La mañana amaneció con el cielo limpio y un viento suave que agitaba las hojas de los árboles frente al instituto. Los rayos de sol se filtraban con pereza a través de los ventanales del edificio, tiñendo los pasillos de un tono dorado cálido, casi cinematográfico. Los casilleros retumbaban con el sonido de puertas metálicas cerrándose, y los estudiantes cruzaban saludos mientras caminaban apresurados hacia sus primeras clases. Era otro día de rutina… pero para Efraín y su grupo, había algo distinto en el aire. Los cinco amigos entraron al edificio como una banda de rock que acababa de ganar su primer Grammy. Iban relajados, conversando entre risas, y todos los ojos se volvían hacia ellos, especialmente hacia Efraín, quien caminaba con una mezcla de humildad y alegría genuina.
—¡Eres un ídolo, Efraín! —exclamó Joseph, dándole un codazo suave—. Ya estás ganando un club de fans sin darte cuenta.
—Lo sé —respondió Efraín con una risa entre confiada y divertida, ajustándose la mochila sobre un hombro—. Pero además del béisbol... ¿qué más podríamos hacer para figurar? Digo, algo nuevo.
—¿Y si nos metemos a la clase de canto? —propuso Henry, alzando una ceja con picardía.
—No se los garantizo —dijo Franklin, rodando los ojos—. La clase de canto de la escuela está más anticuada que los discos de vinilo que colecciona mi tío.

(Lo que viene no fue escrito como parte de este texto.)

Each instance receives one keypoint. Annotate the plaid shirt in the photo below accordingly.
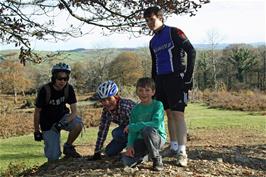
(119, 116)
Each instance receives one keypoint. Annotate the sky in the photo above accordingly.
(232, 21)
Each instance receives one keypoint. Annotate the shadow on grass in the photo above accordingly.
(247, 156)
(20, 156)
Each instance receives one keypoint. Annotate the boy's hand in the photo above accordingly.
(130, 152)
(38, 136)
(125, 129)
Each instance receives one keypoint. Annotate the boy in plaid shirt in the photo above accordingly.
(116, 110)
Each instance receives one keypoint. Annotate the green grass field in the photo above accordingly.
(25, 151)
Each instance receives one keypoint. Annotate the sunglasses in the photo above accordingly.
(62, 78)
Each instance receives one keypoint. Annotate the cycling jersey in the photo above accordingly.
(168, 47)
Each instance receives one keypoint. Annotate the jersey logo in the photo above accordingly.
(48, 93)
(181, 34)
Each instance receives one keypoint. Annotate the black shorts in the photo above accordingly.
(170, 91)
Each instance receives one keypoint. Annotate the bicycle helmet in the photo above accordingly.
(107, 89)
(61, 67)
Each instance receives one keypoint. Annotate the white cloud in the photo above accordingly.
(235, 20)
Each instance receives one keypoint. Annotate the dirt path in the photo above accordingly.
(220, 153)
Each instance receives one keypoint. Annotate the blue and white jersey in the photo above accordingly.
(168, 47)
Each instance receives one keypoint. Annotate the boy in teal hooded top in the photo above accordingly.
(146, 131)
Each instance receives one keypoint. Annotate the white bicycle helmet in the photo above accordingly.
(107, 89)
(59, 67)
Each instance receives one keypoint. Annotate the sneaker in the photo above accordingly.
(169, 153)
(70, 151)
(157, 164)
(182, 159)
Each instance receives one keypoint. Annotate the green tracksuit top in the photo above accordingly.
(143, 115)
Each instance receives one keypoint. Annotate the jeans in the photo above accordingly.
(52, 150)
(118, 143)
(149, 145)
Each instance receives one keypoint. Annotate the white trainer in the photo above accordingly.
(182, 159)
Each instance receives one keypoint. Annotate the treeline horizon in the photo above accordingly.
(237, 66)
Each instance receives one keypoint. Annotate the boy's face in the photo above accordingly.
(154, 22)
(109, 103)
(145, 94)
(61, 80)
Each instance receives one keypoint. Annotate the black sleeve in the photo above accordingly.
(182, 40)
(72, 96)
(40, 99)
(153, 66)
(191, 55)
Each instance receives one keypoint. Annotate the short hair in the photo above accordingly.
(153, 10)
(146, 82)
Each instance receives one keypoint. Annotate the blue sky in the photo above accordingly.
(233, 21)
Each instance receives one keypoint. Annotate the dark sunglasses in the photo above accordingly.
(62, 78)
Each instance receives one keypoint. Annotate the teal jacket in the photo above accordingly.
(142, 115)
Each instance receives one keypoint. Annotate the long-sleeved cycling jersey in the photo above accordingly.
(168, 47)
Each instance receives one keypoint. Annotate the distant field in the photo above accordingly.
(23, 149)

Siguieron caminando como si fueran inmunes al entorno, atravesando el pasillo principal sin notar nada más. Pero David, siempre atento, frenó de golpe al ver algo distinto en la cartelera de anuncios. Un papel recién pegado, con letras grandes en marcador azul y un borde decorado con estrellas doradas, capturó su atención. “¡Inscripciones abiertas para candidatos a la presidencia escolar!”. El encabezado brillaba bajo la luz del pasillo como una puerta abierta a algo grande. David se acercó, lo leyó dos veces, y su expresión se transformó.

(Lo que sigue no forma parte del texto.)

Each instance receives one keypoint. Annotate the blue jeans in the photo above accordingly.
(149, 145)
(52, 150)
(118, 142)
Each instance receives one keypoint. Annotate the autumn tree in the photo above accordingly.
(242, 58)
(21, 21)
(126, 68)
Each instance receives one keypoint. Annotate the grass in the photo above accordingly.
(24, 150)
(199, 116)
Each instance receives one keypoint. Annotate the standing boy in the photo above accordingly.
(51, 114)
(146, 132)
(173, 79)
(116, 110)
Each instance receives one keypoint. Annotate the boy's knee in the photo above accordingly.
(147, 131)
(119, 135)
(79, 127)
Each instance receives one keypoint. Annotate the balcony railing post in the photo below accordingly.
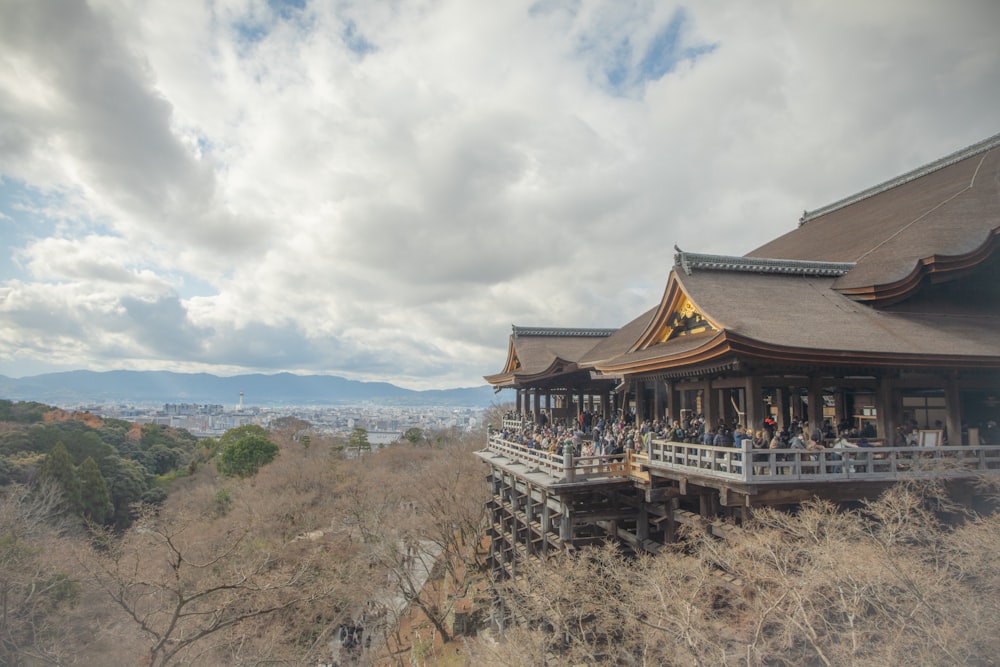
(569, 472)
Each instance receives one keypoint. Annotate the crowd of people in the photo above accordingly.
(591, 434)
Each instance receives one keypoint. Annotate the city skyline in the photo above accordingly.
(380, 192)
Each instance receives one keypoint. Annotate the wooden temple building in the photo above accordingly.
(879, 310)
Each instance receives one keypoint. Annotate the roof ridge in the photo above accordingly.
(560, 331)
(690, 260)
(936, 165)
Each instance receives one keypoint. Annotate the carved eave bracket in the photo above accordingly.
(685, 320)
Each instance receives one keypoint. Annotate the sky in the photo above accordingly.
(380, 189)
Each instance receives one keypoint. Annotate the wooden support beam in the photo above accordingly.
(660, 494)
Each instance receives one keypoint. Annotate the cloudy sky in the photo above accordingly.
(379, 189)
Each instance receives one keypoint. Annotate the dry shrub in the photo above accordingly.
(886, 584)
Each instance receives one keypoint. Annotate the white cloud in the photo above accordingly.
(379, 190)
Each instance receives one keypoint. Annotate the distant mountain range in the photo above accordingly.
(75, 388)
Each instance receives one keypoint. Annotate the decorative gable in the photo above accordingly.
(684, 320)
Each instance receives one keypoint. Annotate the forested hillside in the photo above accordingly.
(285, 547)
(261, 547)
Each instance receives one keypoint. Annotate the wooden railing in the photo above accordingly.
(862, 463)
(563, 467)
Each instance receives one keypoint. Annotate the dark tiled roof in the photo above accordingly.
(541, 349)
(620, 342)
(893, 232)
(806, 313)
(689, 261)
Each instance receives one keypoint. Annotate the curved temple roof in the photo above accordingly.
(940, 219)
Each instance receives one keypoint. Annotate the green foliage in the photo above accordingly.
(58, 469)
(154, 496)
(127, 481)
(244, 457)
(240, 432)
(221, 502)
(95, 499)
(24, 412)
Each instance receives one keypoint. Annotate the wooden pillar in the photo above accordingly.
(953, 404)
(566, 525)
(840, 406)
(546, 522)
(781, 397)
(710, 405)
(754, 393)
(674, 400)
(670, 526)
(640, 400)
(529, 516)
(885, 408)
(815, 403)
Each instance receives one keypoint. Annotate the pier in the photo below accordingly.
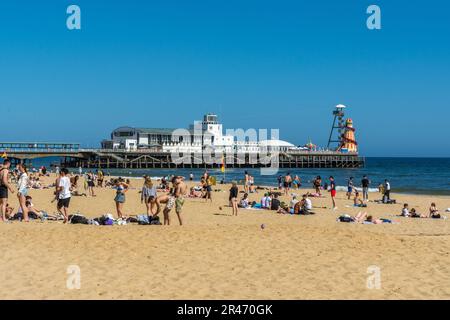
(71, 155)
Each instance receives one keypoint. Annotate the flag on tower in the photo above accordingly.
(222, 168)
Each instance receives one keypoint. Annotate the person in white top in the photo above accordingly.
(22, 187)
(387, 189)
(293, 202)
(405, 210)
(63, 187)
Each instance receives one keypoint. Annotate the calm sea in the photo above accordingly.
(407, 175)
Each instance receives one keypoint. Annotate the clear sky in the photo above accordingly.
(258, 64)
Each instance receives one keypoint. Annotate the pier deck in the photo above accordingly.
(73, 156)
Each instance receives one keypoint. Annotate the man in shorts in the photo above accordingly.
(63, 193)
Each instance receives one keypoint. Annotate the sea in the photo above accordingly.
(406, 175)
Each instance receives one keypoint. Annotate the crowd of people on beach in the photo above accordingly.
(172, 194)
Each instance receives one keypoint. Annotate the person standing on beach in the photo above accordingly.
(22, 190)
(148, 192)
(208, 188)
(387, 189)
(280, 182)
(234, 192)
(4, 187)
(246, 182)
(63, 193)
(180, 190)
(365, 183)
(91, 184)
(119, 199)
(100, 178)
(287, 183)
(317, 184)
(349, 187)
(333, 191)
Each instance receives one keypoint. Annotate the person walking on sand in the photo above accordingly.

—¡Oigan, chicos! ¡Tienen que ver esto! —gritó, agitando el brazo para llamar al grupo.
Los demás retrocedieron sobre sus pasos, curiosos. Se amontonaron frente a la cartelera y leyeron el anuncio: era una convocatoria oficial de parte del consejo escolar. Invitaban a los alumnos más comprometidos y populares a postularse como candidatos a presidente escolar, un nuevo puesto dentro del alumnado que representaría a todos los estudiantes ante los profesores y directivos, organizando actividades, canalizando propuestas y siendo la voz del grupo.
—Vaya... esta puede ser una gran oportunidad para destacarnos aún más. ¿Qué opinan? —dijo Efraín, con los ojos brillantes de emoción y desafío.
Todos lo miraron. No hizo falta decir mucho más. La idea era tan potente como inesperada, y ninguno quiso dejar pasar la oportunidad. Se sentían preparados. Eran conocidos, respetados, y, sobre todo, estaban unidos.
—Podríamos hacer propuestas reales —dijo Joseph—, como renovar los menús del comedor o cambiar las sillas de la sala de estudios.
—Y organizar eventos —añadió Henry—, bailes, conciertos... cosas que saquen a la escuela del aburrimiento de siempre.
—Seríamos el puente entre los profes y los alumnos —concluyó David—. Y si lo hacemos bien, nadie nos va a olvidar.
Efraín asintió lentamente, con una sonrisa decidida formándose en sus labios. Sentía esa chispa en el pecho que solo aparece cuando se inicia algo grande.
—Entonces... que empiece la campaña —dijo.
Y con eso, el quinteto siguió su camino, ya no como simples estudiantes... sino como los posibles protagonistas de una nueva historia.
El reloj marcaba las ocho y cuarto de la mañana cuando, en la oficina principal del colegio, la directora Daisy Bart firmaba unos papeles con total concentración. Tenía un estilo pulcro y elegante, con su cabello castaño claro recogido en un moño perfecto, gafas de marco fino y labios pintados de un rosa discreto. Su presencia imponía respeto, pero su sonrisa cálida y su forma cercana de tratar a los alumnos la convertían en una figura muy querida en toda la institución. Era estricta cuando debía serlo, pero justa como pocas.